Now I am feeling better, so I don’t have as much time to sit and think, but the avoidance is mostly due to my not wanting to accept or even acknowledge what I’ve seen as a roadblock and an obstacle for so long. So much of my current divorce has to do with the illness, but it is certainly not everything and I know that too.
Peony bloom I snapped from the sidewalk.

Currently, when I don’t have plans with friends on Friday nights, I take leisurely 6-mile walks to Powell’s Books on Hawthorne and then I walk back home through Mt Tabor Park. These are productive walks where I not only get the much needed exercise I’ve missed for the last decade or so, but I also get to feel the joy I used to feel at just looking at things—mostly plants.

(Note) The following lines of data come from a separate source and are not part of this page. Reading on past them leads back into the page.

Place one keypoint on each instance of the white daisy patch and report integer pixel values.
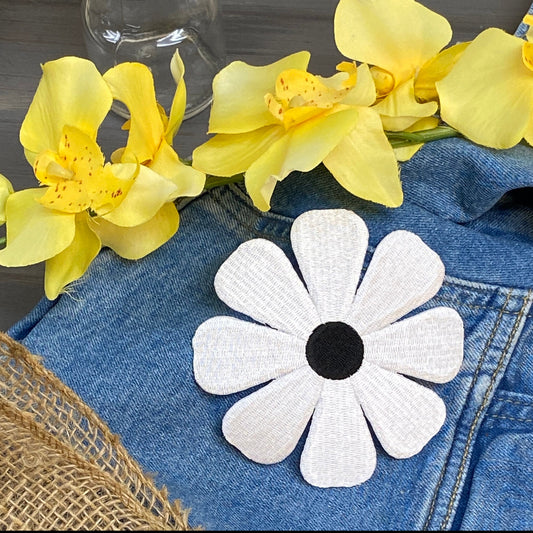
(333, 350)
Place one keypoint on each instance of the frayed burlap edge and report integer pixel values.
(61, 468)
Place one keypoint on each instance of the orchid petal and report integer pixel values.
(147, 194)
(435, 70)
(239, 94)
(138, 241)
(364, 162)
(188, 180)
(34, 232)
(231, 355)
(5, 190)
(397, 35)
(70, 264)
(230, 154)
(71, 92)
(302, 148)
(364, 92)
(133, 84)
(266, 425)
(401, 102)
(489, 101)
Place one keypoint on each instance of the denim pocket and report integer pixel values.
(501, 480)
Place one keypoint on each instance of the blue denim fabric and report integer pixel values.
(122, 341)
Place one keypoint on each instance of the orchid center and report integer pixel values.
(383, 80)
(76, 176)
(335, 350)
(300, 96)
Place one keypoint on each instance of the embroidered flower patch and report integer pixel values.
(335, 351)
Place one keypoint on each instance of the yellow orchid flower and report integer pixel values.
(5, 190)
(488, 95)
(150, 131)
(83, 203)
(401, 39)
(282, 118)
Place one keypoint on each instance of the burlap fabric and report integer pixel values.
(60, 466)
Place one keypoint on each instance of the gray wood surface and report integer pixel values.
(257, 31)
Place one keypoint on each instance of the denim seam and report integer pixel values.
(459, 303)
(516, 402)
(514, 419)
(482, 408)
(248, 226)
(473, 382)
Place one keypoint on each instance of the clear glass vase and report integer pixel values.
(149, 31)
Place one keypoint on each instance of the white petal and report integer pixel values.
(403, 414)
(427, 346)
(330, 247)
(266, 425)
(403, 274)
(231, 355)
(339, 451)
(259, 281)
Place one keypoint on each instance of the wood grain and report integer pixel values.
(257, 31)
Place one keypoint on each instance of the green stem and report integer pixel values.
(399, 139)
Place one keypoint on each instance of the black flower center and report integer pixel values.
(335, 350)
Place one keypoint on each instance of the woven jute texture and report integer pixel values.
(61, 468)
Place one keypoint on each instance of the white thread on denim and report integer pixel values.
(232, 355)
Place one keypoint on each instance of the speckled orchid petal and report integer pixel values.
(138, 241)
(77, 177)
(34, 232)
(230, 154)
(73, 261)
(133, 84)
(239, 94)
(71, 92)
(397, 35)
(5, 190)
(302, 148)
(489, 101)
(364, 91)
(364, 162)
(147, 194)
(401, 103)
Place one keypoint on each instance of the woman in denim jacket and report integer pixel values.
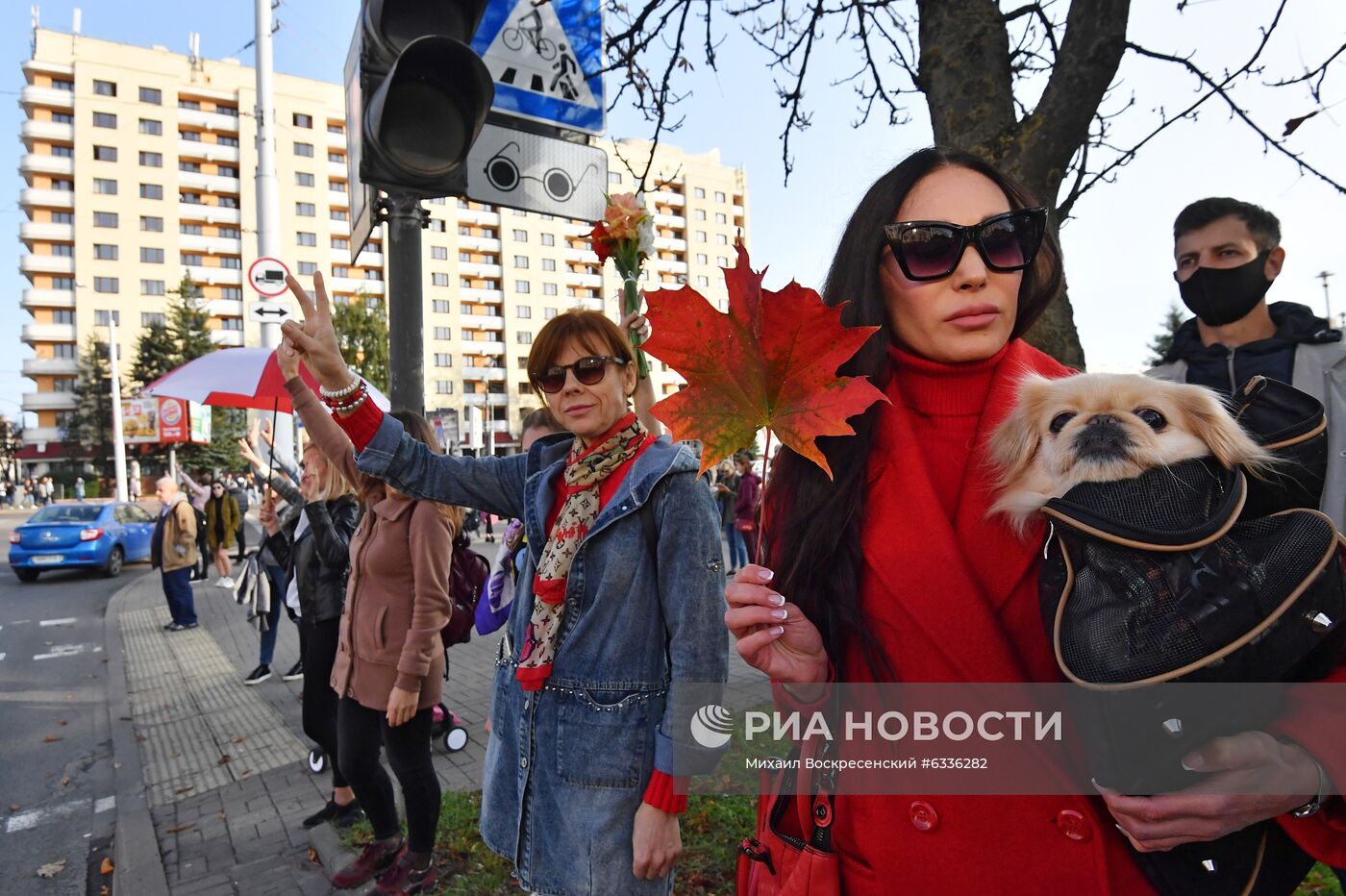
(610, 646)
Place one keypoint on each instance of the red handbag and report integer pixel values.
(791, 852)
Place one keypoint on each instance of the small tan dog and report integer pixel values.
(1104, 428)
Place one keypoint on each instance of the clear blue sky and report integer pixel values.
(1117, 246)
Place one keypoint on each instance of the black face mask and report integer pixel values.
(1224, 295)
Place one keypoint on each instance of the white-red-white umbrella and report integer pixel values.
(245, 377)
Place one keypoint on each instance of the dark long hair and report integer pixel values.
(814, 531)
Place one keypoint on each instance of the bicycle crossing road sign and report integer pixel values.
(545, 61)
(517, 170)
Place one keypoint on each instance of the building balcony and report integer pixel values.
(478, 217)
(487, 296)
(49, 400)
(42, 198)
(47, 333)
(40, 435)
(211, 245)
(50, 97)
(30, 230)
(225, 307)
(50, 366)
(208, 120)
(53, 131)
(478, 269)
(215, 276)
(209, 184)
(482, 346)
(478, 243)
(206, 151)
(211, 214)
(31, 263)
(47, 299)
(488, 374)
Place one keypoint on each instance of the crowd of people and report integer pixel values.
(614, 569)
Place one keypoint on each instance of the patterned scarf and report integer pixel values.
(586, 468)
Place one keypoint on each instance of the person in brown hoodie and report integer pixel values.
(389, 659)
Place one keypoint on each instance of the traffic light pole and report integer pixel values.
(406, 219)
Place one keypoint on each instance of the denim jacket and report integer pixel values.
(567, 765)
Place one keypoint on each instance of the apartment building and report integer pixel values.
(137, 168)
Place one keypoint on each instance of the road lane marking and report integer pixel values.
(67, 650)
(23, 821)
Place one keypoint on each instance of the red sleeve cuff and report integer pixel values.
(362, 424)
(661, 792)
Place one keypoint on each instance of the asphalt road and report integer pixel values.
(56, 750)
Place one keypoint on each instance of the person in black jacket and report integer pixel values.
(316, 558)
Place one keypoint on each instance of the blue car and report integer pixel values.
(103, 537)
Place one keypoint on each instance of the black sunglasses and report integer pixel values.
(588, 370)
(932, 249)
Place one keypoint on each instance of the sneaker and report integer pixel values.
(339, 815)
(373, 859)
(403, 878)
(259, 674)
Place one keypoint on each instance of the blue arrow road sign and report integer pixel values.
(545, 61)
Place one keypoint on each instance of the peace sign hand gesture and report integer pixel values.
(315, 339)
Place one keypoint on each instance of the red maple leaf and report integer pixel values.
(770, 363)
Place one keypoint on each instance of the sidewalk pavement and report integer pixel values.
(222, 767)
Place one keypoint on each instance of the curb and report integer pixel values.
(137, 868)
(326, 842)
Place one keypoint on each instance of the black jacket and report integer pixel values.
(319, 561)
(1227, 370)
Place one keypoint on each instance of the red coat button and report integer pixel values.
(1074, 825)
(924, 817)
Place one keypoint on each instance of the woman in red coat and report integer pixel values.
(892, 571)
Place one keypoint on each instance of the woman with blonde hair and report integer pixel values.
(315, 552)
(389, 660)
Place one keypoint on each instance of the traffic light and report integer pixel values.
(424, 93)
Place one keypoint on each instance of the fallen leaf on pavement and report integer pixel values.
(51, 869)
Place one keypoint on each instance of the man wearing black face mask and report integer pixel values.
(1228, 255)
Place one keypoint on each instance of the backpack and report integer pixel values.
(466, 580)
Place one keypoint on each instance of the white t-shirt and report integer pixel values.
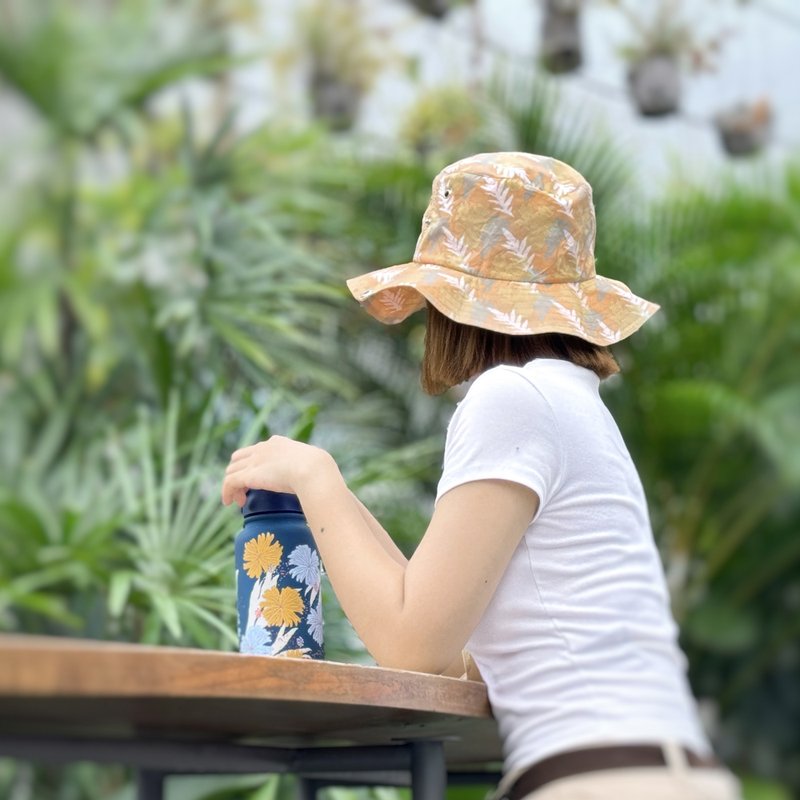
(578, 646)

Rockery overflowing with Basket of Gold, Aurinia saxatilis.
During these walks I am in awe of how thrilling it is to be able to breathe and to walk. And although plants do still make me a bit ill—at least their pollen that is—I am learning how to better manage my asthma and to feel the symptoms in my body. For so long I was unable to do so because I’d become so numb from all of the swelling but I can feel a lot now.

Walking past Portland Nursery still makes me giggle a little since it’s no longer an escapist refuge for me as it once was when I could barely get anything done all day.

Seeing the cherry blossom petals scattered on the sidewalk while standing amongst them has made me smile with pleasure this year. They won’t be here for long and this year I won’t have to see them solely from the car as I fly past them. I savored them the other night because they’ll be gone next week.

No one knows this yet but I have lived at the base of Mt Tabor Park for almost 8 years and it was only within the last few months that I’ve been able to visit all of its reservoirs.

False Solomon’s Seal, Maianthemum racemosum.

Finding native plants in the park has been a great boon too.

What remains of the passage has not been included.